Kovach Christopher K, Gander Phillip E
Department of Neurosurgery, The University of Iowa College of Medicine, United States.
Department of Neurosurgery, The University of Iowa College of Medicine, United States.
J Neurosci Methods. 2016 Mar 1;261:135-54. doi: 10.1016/j.jneumeth.2015.12.004. Epub 2015 Dec 19.
Windowed Fourier decompositions (WFD) are widely used in measuring stationary and non-stationary spectral phenomena and in describing pairwise relationships among multiple signals. Although a variety of WFDs see frequent application in electrophysiological research, including the short-time Fourier transform, continuous wavelets, bandpass filtering and multitaper-based approaches, each carries certain drawbacks related to computational efficiency and spectral leakage. This work surveys the advantages of a WFD not previously applied in electrophysiological settings.

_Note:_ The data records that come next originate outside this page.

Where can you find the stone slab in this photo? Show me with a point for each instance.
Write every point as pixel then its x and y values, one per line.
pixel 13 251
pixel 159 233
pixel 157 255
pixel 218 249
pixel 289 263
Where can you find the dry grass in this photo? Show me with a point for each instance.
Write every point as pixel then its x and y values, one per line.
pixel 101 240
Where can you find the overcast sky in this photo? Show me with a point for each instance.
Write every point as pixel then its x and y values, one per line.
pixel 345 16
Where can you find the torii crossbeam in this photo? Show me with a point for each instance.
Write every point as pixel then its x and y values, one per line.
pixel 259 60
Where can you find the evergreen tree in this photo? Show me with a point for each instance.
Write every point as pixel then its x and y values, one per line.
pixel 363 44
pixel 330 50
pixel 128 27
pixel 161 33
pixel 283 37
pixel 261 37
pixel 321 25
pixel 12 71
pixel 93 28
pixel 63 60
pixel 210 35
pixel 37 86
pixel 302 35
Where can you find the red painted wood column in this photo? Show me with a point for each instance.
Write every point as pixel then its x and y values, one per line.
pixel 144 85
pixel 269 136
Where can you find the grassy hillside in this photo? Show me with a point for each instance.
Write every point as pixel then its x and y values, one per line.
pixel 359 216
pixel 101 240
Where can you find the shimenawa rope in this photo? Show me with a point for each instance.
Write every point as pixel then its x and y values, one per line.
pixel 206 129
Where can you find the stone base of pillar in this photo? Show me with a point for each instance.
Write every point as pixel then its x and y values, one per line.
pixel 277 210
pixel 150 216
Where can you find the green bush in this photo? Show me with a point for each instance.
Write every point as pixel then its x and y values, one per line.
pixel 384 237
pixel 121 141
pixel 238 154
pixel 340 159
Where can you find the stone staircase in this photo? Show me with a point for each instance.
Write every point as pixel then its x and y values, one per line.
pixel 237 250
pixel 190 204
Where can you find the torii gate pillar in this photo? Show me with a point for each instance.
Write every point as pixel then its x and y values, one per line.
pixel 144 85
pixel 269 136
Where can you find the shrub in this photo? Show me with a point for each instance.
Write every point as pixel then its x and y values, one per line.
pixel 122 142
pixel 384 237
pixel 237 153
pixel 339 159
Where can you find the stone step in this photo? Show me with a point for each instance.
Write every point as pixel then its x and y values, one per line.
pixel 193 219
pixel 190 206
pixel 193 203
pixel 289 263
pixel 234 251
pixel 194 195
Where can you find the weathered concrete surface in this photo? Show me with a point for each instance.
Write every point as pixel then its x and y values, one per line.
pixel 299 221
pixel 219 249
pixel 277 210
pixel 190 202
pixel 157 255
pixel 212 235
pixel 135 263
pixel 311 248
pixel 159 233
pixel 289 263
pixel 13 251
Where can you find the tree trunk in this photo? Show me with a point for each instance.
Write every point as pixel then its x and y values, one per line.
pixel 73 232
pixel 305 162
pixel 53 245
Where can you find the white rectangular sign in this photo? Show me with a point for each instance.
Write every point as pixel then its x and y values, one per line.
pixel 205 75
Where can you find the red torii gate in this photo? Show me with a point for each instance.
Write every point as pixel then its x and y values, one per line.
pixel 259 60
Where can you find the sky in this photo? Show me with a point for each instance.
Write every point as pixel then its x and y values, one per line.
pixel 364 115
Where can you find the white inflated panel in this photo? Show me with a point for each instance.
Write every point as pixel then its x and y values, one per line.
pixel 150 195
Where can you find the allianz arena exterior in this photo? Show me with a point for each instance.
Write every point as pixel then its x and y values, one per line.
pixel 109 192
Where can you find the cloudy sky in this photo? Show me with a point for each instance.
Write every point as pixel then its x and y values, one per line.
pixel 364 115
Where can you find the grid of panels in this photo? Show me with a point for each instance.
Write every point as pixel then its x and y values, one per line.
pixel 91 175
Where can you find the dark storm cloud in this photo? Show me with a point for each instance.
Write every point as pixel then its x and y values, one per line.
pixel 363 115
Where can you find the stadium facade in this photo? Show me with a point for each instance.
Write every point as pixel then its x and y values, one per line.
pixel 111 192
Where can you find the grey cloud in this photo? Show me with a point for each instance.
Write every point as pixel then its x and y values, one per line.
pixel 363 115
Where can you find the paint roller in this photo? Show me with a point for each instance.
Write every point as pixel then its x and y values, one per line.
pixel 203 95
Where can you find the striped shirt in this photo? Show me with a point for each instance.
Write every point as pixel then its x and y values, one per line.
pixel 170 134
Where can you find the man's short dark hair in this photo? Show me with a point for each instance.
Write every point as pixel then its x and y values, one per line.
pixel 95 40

A computationally efficient form of complex demodulation, the demodulated band transform (DBT), is described.
DBT is shown to provide an efficient approach to spectral estimation with minimal susceptibility to spectral leakage. In addition, it lends itself well to adaptive filtering of non-stationary narrowband noise.
A detailed comparison with alternative WFDs is offered, with an emphasis on the relationship between DBT and Thomson's multitaper. DBT is shown to perform favorably in combining computational efficiency with minimal introduction of spectral leakage.
DBT is ideally suited to efficient estimation of both stationary and non-stationary spectral and cross-spectral statistics with minimal susceptibility to spectral leakage. These qualities are broadly desirable in many settings.
加窗傅里叶分解(WFD)广泛应用于测量平稳和非平稳频谱现象以及描述多个信号之间的成对关系。尽管多种WFD在电生理研究中经常应用,包括短时傅里叶变换、连续小波变换、带通滤波和基于多窗谱分析的方法,但每种方法都存在与计算效率和频谱泄漏相关的某些缺点。本研究探讨了一种此前未应用于电生理环境的WFD的优点。
描述了一种计算效率高的复解调形式,即解调带通变换(DBT)。
DBT被证明是一种有效的频谱估计方法,对频谱泄漏的敏感性最小。此外,它非常适合对非平稳窄带噪声进行自适应滤波。
对替代WFD进行了详细比较,重点是DBT与汤姆森多窗谱分析之间的关系。结果表明,DBT在结合计算效率和最小化频谱泄漏方面表现良好。
DBT非常适合高效估计平稳和非平稳频谱及互谱统计量,对频谱泄漏的敏感性最小。这些特性在许多情况下都非常有用。